Department of Community Health, Tufts University, 574 Boston Ave, Suite 208, MedfordMA02155, United States of America (USA).
Department of Global Health and Population, Harvard University, Boston, USA.
Bull World Health Organ. 2024 Jul 1;102(7):509-520. doi: 10.2471/BLT.24.290519. Epub 2024 Jun 4.
To examine how a general inpatient satisfaction survey functions as a hospital performance measure.
We conducted a mixed-methods pilot study of the Hospital Consumer Assessment of Health Providers and Systems survey in Odisha, India. We divided the study into three steps: cognitive testing of the survey, item testing with exploratory factor analysis and content validity indexing. Cognitive testing involved 50 participants discussing their interpretation of survey items. The survey was then administered to 507 inpatients across five public hospitals in Odisha, followed by exploratory factor analysis. Finally, we interviewed 15 individuals to evaluate the content validity of the survey items.

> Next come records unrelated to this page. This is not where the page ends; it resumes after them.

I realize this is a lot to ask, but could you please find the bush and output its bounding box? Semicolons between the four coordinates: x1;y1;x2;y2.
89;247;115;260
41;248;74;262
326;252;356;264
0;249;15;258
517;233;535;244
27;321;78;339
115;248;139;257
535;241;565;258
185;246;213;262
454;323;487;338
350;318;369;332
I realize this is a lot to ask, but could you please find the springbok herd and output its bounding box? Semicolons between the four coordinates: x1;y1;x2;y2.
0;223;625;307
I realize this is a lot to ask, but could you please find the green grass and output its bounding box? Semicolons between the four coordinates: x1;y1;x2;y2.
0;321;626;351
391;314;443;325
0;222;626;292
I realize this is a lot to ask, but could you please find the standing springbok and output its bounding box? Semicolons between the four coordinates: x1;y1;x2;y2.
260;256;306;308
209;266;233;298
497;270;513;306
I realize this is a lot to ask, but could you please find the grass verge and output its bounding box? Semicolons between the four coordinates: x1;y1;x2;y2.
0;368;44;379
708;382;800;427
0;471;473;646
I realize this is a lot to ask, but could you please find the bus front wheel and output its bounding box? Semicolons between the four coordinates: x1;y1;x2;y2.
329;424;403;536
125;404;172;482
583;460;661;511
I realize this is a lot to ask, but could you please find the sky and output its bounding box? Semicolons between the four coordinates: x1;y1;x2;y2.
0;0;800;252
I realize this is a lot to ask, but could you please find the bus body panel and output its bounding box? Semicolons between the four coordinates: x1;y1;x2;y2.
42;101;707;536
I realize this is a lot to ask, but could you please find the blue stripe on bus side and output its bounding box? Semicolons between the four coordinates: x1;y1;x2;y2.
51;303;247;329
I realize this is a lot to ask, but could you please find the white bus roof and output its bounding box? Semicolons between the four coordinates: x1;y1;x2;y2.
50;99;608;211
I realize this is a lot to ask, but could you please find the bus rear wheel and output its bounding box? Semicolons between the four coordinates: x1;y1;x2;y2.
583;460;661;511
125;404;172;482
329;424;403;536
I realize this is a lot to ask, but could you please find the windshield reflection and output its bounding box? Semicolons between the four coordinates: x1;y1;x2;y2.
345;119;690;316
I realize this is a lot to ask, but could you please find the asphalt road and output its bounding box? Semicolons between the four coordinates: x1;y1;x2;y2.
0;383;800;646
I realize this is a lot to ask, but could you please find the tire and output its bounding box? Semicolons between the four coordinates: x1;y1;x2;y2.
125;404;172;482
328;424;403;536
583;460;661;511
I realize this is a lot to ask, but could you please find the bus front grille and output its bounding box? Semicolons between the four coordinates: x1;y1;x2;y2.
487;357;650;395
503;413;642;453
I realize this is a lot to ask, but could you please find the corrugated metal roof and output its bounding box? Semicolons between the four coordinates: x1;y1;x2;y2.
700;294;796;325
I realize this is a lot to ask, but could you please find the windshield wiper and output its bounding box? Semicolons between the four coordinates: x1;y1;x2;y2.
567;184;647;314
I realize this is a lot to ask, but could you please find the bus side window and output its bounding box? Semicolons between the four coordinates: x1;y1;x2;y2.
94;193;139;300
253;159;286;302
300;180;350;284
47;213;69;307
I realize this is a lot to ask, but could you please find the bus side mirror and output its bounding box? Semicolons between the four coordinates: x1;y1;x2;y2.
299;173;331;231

Cognitive testing revealed that six out of 18 survey questions were not consistently understood within the Odisha inpatient setting, highlighting issues around responsibilities for care. Exploratory factor analysis identified a six-factor structure explaining 66.7% of the variance. Regression models showed that interpersonal care from doctors and nurses had the strongest association with overall satisfaction. An assessment of differential item functioning revealed that patients with a socially marginalized caste reported higher disrespectful care, though this did not translate into differences in reported satisfaction. Content validity indexing suggested that discordance between experiences of disrespectful care and satisfaction ratings might be due to low patient expectations.

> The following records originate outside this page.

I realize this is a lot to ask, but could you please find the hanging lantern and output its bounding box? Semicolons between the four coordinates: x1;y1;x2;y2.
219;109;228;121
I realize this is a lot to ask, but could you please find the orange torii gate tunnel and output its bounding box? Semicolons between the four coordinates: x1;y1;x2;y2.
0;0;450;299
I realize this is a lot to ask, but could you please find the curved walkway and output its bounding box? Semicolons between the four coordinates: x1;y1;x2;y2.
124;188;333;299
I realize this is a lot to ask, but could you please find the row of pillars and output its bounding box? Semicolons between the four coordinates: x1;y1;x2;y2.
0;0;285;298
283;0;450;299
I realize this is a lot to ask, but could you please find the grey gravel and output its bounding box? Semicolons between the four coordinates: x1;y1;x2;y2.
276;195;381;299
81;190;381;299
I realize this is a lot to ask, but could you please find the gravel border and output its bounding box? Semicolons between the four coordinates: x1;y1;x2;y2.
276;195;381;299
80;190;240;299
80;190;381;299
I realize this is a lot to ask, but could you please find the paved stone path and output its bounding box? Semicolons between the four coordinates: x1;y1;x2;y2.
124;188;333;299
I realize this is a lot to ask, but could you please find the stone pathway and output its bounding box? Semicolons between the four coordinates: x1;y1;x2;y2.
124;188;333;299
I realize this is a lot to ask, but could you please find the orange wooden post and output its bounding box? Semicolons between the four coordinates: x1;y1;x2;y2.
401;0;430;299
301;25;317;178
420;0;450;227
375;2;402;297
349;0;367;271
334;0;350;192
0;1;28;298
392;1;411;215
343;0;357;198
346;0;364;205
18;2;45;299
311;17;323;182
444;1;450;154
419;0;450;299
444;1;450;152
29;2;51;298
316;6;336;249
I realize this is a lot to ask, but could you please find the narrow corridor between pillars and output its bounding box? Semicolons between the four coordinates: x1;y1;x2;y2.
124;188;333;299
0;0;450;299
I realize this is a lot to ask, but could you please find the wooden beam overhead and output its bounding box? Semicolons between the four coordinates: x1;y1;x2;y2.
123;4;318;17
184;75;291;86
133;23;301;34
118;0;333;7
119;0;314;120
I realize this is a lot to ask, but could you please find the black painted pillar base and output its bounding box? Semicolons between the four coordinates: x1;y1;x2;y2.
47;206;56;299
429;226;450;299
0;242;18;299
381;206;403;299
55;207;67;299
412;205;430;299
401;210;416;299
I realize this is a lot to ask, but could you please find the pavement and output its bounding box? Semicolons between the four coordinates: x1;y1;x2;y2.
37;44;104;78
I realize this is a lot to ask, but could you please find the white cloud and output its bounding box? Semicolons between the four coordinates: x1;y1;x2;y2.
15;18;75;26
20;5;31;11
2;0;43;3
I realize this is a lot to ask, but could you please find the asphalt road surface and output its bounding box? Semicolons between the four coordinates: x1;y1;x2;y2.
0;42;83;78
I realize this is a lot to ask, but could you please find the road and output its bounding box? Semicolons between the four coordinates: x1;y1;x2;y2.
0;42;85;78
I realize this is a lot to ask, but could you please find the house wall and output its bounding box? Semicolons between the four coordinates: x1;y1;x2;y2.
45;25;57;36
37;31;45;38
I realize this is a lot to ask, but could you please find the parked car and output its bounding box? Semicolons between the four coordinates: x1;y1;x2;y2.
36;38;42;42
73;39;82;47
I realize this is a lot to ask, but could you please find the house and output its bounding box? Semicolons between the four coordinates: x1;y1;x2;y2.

Using satisfaction ratings without nuanced approaches in value-based purchasing programmes may mask poor-quality interpersonal services, particularly for historically marginalized patients. Surveys should be designed to accurately capture true levels of dissatisfaction, ensuring that patient concerns are not hidden.

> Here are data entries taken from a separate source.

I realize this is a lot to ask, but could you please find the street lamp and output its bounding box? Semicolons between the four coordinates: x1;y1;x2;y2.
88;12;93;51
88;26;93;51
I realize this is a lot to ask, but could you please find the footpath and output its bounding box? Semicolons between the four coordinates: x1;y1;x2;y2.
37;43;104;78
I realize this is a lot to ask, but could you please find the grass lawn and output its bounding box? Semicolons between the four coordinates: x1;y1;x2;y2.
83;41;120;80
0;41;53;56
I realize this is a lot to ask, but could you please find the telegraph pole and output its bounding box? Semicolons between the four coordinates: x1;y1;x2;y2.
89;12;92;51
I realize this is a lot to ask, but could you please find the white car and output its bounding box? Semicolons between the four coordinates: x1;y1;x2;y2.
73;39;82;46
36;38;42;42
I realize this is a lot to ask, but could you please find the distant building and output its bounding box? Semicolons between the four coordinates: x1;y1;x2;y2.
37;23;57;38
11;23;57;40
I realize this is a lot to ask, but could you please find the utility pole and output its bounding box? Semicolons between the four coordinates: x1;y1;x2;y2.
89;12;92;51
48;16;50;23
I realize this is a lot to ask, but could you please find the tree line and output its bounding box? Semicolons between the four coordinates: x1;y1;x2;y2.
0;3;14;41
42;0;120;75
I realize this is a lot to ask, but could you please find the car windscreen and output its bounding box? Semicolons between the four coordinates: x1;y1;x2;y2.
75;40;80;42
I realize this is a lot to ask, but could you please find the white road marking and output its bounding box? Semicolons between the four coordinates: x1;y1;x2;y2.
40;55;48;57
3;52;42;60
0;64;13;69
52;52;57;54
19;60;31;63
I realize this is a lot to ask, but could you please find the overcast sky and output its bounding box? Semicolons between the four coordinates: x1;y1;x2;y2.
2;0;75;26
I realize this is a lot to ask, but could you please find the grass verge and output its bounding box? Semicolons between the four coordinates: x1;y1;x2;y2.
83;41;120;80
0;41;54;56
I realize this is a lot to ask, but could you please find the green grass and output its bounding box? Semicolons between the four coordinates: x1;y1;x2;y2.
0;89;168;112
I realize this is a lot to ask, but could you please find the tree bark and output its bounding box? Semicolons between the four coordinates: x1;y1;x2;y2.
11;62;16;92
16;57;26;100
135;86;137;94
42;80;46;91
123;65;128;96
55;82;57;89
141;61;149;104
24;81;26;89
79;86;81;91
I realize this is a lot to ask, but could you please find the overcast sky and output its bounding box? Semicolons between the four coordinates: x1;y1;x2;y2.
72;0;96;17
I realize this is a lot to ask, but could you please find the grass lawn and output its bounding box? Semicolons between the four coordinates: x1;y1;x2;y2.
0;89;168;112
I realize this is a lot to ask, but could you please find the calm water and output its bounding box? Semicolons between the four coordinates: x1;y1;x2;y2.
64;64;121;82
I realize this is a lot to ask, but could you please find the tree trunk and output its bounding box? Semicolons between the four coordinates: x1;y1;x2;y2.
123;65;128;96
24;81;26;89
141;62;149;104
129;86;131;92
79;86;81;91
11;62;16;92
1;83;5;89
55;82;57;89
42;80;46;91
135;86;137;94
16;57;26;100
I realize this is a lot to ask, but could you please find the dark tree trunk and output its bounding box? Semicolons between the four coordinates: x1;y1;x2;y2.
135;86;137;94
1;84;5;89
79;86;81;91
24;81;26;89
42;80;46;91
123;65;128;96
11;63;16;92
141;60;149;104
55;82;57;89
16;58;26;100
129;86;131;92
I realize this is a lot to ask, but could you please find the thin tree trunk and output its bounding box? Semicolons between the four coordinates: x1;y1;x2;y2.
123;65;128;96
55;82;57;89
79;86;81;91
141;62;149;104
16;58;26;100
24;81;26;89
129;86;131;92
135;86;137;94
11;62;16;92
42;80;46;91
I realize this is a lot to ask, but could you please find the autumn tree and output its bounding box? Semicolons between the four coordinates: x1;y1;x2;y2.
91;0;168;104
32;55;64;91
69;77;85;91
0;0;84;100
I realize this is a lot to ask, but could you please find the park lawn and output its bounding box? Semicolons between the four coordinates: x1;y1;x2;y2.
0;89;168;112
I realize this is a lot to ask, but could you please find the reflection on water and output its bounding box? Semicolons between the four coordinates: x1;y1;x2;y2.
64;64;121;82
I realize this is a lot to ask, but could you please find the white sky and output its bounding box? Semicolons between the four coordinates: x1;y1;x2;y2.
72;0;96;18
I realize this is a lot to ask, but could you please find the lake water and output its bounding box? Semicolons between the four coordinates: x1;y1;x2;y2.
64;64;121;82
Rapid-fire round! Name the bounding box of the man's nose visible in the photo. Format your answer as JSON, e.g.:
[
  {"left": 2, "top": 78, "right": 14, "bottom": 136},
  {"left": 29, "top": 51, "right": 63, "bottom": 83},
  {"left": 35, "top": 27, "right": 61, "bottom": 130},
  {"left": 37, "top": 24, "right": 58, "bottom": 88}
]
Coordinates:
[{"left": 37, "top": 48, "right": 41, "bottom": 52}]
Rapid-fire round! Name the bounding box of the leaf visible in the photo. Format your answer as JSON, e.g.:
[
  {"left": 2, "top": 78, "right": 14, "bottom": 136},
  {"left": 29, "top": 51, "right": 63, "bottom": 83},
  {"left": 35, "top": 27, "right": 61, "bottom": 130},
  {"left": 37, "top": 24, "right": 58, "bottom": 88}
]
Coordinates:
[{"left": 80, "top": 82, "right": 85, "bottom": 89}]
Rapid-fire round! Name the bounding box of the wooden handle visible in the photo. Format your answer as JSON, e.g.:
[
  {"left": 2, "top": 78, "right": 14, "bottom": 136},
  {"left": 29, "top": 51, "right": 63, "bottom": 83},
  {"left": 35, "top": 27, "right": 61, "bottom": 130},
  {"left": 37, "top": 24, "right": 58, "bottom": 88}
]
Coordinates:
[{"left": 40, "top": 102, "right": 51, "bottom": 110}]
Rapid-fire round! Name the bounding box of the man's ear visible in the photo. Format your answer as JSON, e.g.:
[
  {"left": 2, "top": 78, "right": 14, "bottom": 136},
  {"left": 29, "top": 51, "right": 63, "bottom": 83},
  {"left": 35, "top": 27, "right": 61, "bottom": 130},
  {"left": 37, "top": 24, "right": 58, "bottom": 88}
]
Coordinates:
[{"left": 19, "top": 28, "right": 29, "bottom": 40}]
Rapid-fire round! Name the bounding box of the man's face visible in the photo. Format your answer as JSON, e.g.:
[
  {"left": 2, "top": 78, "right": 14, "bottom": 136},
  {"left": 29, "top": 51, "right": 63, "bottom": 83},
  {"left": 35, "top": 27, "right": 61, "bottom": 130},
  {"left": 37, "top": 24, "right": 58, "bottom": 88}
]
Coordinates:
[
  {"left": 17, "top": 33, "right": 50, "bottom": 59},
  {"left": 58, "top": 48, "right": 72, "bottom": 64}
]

探讨一般住院患者满意度调查如何作为医院绩效衡量指标。
我们在印度奥里萨邦进行了一项医院消费者评估健康提供者和系统调查的混合方法试点研究。我们将研究分为三个步骤:调查的认知测试、探索性因子分析和内容效度指数的项目测试。认知测试涉及 50 名参与者讨论他们对调查项目的解释。然后在奥里萨邦的五家公立医院对 507 名住院患者进行了调查,随后进行了探索性因子分析。最后,我们采访了 15 个人,以评估调查项目的内容效度。
认知测试显示,18 个调查问题中有 6 个在奥里萨邦住院患者环境中理解不一致,突出了对护理责任的问题。探索性因子分析确定了一个由 6 个因素组成的结构,解释了 66.7%的方差。回归模型显示,医生和护士的人际护理与整体满意度的关联最强。差异项目功能评估显示,社会边缘化种姓的患者报告了更高的不尊重护理,但这并没有转化为报告满意度的差异。内容效度指数表明,不尊重护理和满意度评分之间的不和谐可能是由于患者的期望较低。
在基于价值的购买计划中使用满意度评分而不采用细致的方法可能会掩盖低质量的人际服务,特别是对历史上处于边缘地位的患者。调查应该设计为准确捕捉真实的不满水平,确保患者的担忧不会被隐藏。